Republicans have found an opening. They, like vultures, are zoning in on a little discrepancy in Davis’ story and as far as they’re concerned, this little discrepancy is enough to disqualify Wendy Davis from running for governor in Texas.
Davis has long said she first took a job at 14 to help support her single mother and three siblings in Fort Worth, Texas. By 19, she was married and divorced with a child of her own and living in a mobile home.
After community college, she graduated from college at Texas Christian University and with honors from Harvard Law School. She later returned to her home state and built a successful legal career before jumping into politics.
But The Dallas Morning News reported Sunday that Davis was 21 — not 19 as stated in her online Texas Senate biography —when her first marriage ended in divorce. Also, Davis and her daughter Amber only lived a few months in her family’s mobile home.
That’s it. That’s what Republicans are gabbling about trying to disqualify Wendy Davis from running for governor in Texas. Even Sarah Palin’s daughter Bristol… yes, the very same Bristol who had her daughter out of wedlock and who is apparently the standard bearer for Republican parenthood, chimed in to attack Davis’ parenting skills. In one of her useless posts, Bristol wrote;
“Gosh, children are sooo inconvenient, huh? I’m glad my mother didn’t put motherhood on the shelf when she was elected to City Council, then became our mayor, then governor.
[and addressing comments to Liberals, she said]
“I know you would rather think about Wendy Davis, so let’s get back to her. She’s more your type of woman. She left her kid, husband, made it into a false ‘made-for-tv-movie-type tale’ and then demanded that Texans have the right to kill babies. That’s the woman you libs can really get behind!”
Davis of course dismissed the accusation from the insignificant one. But it was the responses from her daughters that’s worth mentioning. Here is one of the letters from Dru Davis, one of Wendy’s daughters.
My name is Dru Davis and I am Wendy Davis’s daughter. I hate that I feel the need to write this, but I have been reading and hearing so many untrue things about my mom and I want to set the record straight. And sadly I feel the need to be crystal clear on the malicious and false charge of abandonment as nothing could be further from the truth. My mom has always shared equally in the care and custody of my sister and me.
My mom had my sister at 19 and although she was technically married for a short period of time, she was handling almost everything on her own. She was working 2 jobs regularly and going to school. She met my dad when Amber was still very young. They had an amazing love that I witnessed for many years. Unfortunately, it didn’t last, like so many love stories don’t.
I can tell you that my mom was a remarkable mother and continues to be so to this day. She was there on my first day of school and my last, and so many days in between. She never missed a school performance or a parent-teacher conference. Even if that meant she had to miss something else important. My sister and I were always her first priority. She was there when I needed her and even when I thought I didn’t. My mom was my Brownie Troop leader. I still remember camping out in the backyard with my troop after our trip was cancelled because of bad weather. She was also my field hockey team mom during my senior year of high school, not to mention that she went with me to every single field hockey camp, tryout, program that I ever had. She helped me sort through college possibilities, helped me with my applications and visited colleges with me.

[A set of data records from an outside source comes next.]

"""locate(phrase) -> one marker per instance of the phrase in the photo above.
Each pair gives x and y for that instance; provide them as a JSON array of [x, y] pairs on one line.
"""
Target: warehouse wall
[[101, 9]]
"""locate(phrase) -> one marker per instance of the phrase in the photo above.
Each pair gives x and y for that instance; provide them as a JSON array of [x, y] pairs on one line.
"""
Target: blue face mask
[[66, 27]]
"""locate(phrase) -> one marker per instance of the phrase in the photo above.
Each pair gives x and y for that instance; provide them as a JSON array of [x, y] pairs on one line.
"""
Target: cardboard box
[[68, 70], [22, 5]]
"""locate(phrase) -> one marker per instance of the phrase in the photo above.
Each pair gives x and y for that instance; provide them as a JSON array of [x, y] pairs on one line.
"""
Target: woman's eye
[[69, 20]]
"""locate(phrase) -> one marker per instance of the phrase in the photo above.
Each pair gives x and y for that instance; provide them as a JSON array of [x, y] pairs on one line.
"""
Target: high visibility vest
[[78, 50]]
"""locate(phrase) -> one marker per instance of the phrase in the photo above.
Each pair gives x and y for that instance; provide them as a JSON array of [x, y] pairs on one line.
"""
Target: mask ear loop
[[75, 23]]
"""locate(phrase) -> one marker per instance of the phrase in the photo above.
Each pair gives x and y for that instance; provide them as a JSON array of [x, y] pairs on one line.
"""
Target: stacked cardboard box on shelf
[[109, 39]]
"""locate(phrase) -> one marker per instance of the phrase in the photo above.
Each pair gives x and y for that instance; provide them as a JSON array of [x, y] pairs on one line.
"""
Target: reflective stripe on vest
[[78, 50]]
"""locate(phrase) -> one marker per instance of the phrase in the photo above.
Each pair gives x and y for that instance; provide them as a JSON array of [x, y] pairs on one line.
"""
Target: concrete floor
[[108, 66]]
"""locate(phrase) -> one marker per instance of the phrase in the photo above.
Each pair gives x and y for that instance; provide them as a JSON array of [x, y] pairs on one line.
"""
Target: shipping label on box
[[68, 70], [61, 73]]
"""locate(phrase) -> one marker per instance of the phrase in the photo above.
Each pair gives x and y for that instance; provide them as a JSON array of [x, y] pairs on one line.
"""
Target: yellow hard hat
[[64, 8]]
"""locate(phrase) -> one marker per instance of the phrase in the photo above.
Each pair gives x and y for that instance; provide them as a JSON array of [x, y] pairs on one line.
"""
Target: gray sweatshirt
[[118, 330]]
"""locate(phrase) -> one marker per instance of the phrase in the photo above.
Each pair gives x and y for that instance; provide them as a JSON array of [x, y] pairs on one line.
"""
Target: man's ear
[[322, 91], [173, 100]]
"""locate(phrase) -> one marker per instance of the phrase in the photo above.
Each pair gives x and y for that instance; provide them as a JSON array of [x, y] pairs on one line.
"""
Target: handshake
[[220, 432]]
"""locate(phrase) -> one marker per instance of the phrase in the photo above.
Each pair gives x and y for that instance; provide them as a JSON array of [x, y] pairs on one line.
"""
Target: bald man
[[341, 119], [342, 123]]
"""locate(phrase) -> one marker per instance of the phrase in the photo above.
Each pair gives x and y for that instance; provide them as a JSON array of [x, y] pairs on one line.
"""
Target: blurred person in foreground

I will never forget our drive to Colorado when she was dropping me off as a freshman at Colorado College. I cried the entire way. I am surprised she made it through that one. And after we got there, she stayed for days making sure every detail of my room was perfect until I finally had to tell her to leave.
My mom has been my sounding board for everything in my life, from resumes and papers to helping me with relationships. She was and is an amazing mother and has been the greatest role model I could imagine. Whatever happened, whatever difficult things she and my dad went through, she was always there. And I knew I was loved by her, regardless.
Yes, she went to law school after my sister and I were born. We lived with her the first semester, but I had severe asthma and the weather there wasn’t good for me. My parents made a decision for my sister and me to stay in Texas while my mom kept going to school. But that doesn’t mean she wasn’t there for us. She traveled back and forth all the time, missing so many classes so that she could be with us. Her friends were such a big help. Especially her third year, when she would only go to school two weeks out of the month and her friends would share class notes so she could try to keep up while she was home with us in Fort Worth.
I love that my mom went to law school and was dedicated to both her work and us. Watching her work so hard to achieve something great has been one of the most important lessons in my life. To this day, I watch my mom greeted and hugged by people who love her and are thankful for things she has done for them. I am proud of her for that. Both of my parents made sacrifices to make education happen for all of us, my sister and me included. And both of them have been great role models for what it means to care about people in the world.